Lightning Strike in Bovina 120 Years Ago

The Stamford Mirror of July 26, 1892 reported the following on its front page:

A recent Wednesday evening, as Mrs. Prof. Hastings was standing in the store door of T.E. Hastings, at Bovina Centre, watching a coming storm, a bolt of lightning struck her, tearing off one shoe and stocking without seriously injuring her, and at the same time knocking down a team of horses belonging to "Champ" Worden, which were standing near.
T.E. Hastings' store is what is now Russell's.   Thomas E. Hastings, the son of James Madison Hastings and Elizabeth Elliott, was born in 1829 and was a long time merchant in Bovina (see the January 31, 2012 entry for this blog for more about Thomas).

"Mrs. Prof. Hastings" was T.E. Hastings' daughter-in-law, Jessie Sherman Hastings.  Jessie was born in 1866 in Davenport, NY.  She married James Blair Hastings in Davenport in 1889.  Hastings, born in 1860, had grown up in Bovina and went to Hamilton College.  He taught in a number of places, including the Delaware Literary Institution in Franklin, where he met his wife.  They moved to Wellsboro, Pennsylvania in 1890, where he was principal of the public school there.  Jessie became ill with rheumatoid arthritis, commonly known then as rheumatism.  Her doctor advised James and Jessie to settle back in the Catskills, where the mountain air was thought to be good for her condition.  Ironically, it was not long after returning to her home county for the sake of her health that Jessie was struck by lightning.  It is possible that the lightning strike did further damage to Jessie's already fragile health, for in the winter of 1893, she suffered from hemorrhaging of the bronchial tubes.  Maybe this was caused by the lightning, but it does sound very much like tuberculosis.  Whatever the cause, another move for her health was recommended, leading them to spend a year in Minnesota.  They returned to Delaware County after that year.  Less than a decade later, in yet another attempt to restore Jessie's health, they moved to Cape May, New Jersey so that she could be by the sea.  These efforts were to no avail. Jessie died in April 1908 at the age of 41.  James continued to live in New Jersey and work as a teacher after the death of his wife.  As well as teaching, he was elected mayor of West Cape May.  He died in Cape May in September 1920.   

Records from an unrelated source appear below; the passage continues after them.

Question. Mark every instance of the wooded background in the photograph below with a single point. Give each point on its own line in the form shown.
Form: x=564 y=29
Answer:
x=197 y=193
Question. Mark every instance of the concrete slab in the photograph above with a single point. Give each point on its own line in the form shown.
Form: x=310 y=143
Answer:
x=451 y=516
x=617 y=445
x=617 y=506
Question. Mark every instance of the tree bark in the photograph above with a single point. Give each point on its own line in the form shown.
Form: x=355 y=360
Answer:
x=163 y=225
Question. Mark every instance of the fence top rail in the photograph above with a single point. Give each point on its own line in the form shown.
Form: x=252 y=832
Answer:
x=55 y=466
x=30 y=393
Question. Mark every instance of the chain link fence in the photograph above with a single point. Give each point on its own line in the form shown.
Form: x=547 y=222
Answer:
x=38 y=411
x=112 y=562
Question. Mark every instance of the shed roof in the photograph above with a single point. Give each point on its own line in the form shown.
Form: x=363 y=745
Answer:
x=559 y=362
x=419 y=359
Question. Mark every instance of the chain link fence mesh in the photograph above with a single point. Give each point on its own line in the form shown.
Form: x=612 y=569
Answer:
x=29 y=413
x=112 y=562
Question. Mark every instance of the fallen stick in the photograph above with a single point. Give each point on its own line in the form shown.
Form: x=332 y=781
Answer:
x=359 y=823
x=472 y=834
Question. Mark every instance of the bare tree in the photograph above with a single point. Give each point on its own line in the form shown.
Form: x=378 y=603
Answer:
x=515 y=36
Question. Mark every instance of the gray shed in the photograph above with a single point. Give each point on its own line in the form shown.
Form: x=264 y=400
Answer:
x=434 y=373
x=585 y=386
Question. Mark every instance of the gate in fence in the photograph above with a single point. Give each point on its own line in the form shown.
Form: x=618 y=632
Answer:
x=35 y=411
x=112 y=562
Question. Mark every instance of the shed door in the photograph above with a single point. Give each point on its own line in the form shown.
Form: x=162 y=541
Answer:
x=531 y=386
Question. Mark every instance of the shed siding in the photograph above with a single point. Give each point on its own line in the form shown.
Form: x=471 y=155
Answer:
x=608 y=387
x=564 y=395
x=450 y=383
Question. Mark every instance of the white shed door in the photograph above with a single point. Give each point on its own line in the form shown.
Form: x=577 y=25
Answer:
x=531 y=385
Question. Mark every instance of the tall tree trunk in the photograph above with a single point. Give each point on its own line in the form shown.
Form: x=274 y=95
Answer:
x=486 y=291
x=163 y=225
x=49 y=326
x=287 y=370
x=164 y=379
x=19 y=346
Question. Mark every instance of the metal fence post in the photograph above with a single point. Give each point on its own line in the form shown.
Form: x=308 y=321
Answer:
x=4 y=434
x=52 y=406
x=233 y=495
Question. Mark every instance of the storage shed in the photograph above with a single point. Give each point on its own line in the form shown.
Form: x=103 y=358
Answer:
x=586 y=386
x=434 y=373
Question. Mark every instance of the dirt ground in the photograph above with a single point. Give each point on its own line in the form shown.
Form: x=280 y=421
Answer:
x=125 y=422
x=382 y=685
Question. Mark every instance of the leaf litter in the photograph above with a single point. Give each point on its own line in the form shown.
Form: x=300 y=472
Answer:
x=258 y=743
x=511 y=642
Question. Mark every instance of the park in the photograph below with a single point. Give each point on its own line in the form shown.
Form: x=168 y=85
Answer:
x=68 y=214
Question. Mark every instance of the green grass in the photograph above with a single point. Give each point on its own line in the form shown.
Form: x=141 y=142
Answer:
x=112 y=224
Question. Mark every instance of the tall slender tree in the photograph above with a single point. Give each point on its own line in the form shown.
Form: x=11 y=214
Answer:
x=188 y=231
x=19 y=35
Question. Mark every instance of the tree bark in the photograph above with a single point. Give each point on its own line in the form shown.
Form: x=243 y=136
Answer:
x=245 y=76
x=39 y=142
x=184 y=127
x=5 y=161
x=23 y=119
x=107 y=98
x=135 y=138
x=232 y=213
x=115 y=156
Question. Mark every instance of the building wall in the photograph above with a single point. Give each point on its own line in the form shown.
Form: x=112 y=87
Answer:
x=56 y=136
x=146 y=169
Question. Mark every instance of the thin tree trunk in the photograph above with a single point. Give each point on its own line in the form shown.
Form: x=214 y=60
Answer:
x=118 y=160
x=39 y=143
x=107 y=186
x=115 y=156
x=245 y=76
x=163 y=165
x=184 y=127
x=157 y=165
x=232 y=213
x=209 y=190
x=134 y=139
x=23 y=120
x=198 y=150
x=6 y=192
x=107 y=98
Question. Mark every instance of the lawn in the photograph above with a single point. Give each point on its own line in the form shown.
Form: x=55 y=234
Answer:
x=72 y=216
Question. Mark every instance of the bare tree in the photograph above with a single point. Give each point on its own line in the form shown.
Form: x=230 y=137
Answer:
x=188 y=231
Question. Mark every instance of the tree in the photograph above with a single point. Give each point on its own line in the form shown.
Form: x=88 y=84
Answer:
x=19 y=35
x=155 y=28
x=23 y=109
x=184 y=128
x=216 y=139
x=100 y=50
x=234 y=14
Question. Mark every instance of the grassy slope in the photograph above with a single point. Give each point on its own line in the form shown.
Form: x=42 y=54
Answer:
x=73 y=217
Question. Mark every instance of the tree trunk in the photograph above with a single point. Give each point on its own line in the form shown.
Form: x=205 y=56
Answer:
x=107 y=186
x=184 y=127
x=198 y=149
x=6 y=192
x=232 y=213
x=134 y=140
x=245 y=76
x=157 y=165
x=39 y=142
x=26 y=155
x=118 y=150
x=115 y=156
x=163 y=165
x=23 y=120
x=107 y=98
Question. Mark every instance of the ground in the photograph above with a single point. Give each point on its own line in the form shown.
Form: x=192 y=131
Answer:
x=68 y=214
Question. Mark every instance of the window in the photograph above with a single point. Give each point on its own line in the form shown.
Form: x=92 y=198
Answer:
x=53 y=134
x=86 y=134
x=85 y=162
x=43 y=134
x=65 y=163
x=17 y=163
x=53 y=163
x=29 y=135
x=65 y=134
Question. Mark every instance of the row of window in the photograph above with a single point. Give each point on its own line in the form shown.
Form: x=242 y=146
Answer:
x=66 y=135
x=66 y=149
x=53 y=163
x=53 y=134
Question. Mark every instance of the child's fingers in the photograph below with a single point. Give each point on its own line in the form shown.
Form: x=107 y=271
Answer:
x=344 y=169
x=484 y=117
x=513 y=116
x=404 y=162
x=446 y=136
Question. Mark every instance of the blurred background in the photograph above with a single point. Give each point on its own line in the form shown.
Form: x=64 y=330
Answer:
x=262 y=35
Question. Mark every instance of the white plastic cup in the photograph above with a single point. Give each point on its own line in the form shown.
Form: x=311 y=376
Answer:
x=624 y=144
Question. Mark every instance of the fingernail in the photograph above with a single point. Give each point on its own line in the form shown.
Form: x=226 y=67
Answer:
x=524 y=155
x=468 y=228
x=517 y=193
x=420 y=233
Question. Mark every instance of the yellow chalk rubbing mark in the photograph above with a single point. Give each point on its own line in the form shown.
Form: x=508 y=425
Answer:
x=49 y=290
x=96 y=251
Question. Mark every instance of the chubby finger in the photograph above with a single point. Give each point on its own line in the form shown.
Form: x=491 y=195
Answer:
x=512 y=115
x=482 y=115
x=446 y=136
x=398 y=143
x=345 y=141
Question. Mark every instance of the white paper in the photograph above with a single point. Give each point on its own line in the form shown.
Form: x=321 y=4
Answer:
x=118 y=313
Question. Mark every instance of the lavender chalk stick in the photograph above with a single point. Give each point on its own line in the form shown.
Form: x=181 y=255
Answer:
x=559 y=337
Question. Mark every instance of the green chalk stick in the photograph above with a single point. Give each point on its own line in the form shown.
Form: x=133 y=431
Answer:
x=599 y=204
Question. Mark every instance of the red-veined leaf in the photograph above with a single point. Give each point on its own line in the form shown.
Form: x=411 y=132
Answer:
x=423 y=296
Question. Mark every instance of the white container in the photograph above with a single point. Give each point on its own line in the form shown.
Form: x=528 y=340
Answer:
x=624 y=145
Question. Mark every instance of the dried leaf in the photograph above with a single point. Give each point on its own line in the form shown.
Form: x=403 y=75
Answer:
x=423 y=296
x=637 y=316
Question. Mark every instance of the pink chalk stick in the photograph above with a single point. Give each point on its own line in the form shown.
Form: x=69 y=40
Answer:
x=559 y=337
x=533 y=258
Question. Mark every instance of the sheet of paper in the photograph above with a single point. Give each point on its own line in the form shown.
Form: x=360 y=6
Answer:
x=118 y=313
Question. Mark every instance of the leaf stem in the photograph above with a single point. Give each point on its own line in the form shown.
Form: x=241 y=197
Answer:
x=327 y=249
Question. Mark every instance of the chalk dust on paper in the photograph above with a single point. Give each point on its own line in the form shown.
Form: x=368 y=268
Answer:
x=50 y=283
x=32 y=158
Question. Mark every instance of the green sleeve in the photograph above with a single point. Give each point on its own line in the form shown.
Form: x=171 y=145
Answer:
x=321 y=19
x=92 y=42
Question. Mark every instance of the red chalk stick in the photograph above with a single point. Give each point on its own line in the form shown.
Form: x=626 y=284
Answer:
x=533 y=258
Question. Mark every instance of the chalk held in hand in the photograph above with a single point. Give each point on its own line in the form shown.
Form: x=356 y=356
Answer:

Champ Worden was David Champion Worden.  Born in Andes in 1861, he was the son of Ira Bassett Worden and Phoebe Hull.  Married to Henrietta Ann Boyd, he was the father of eight children, including Edna Worden Carter, who lived on what is now Jason and Lisa Stanton's place, and Leroy Worden, who was my next door neighbor when I was a child and young adult.  In 1926, it was Champ who demolished the old Methodist Church, located across from what is now the Community Hall, using the wood to build a barn on his farm.  Champ died in 1929 in Bovina.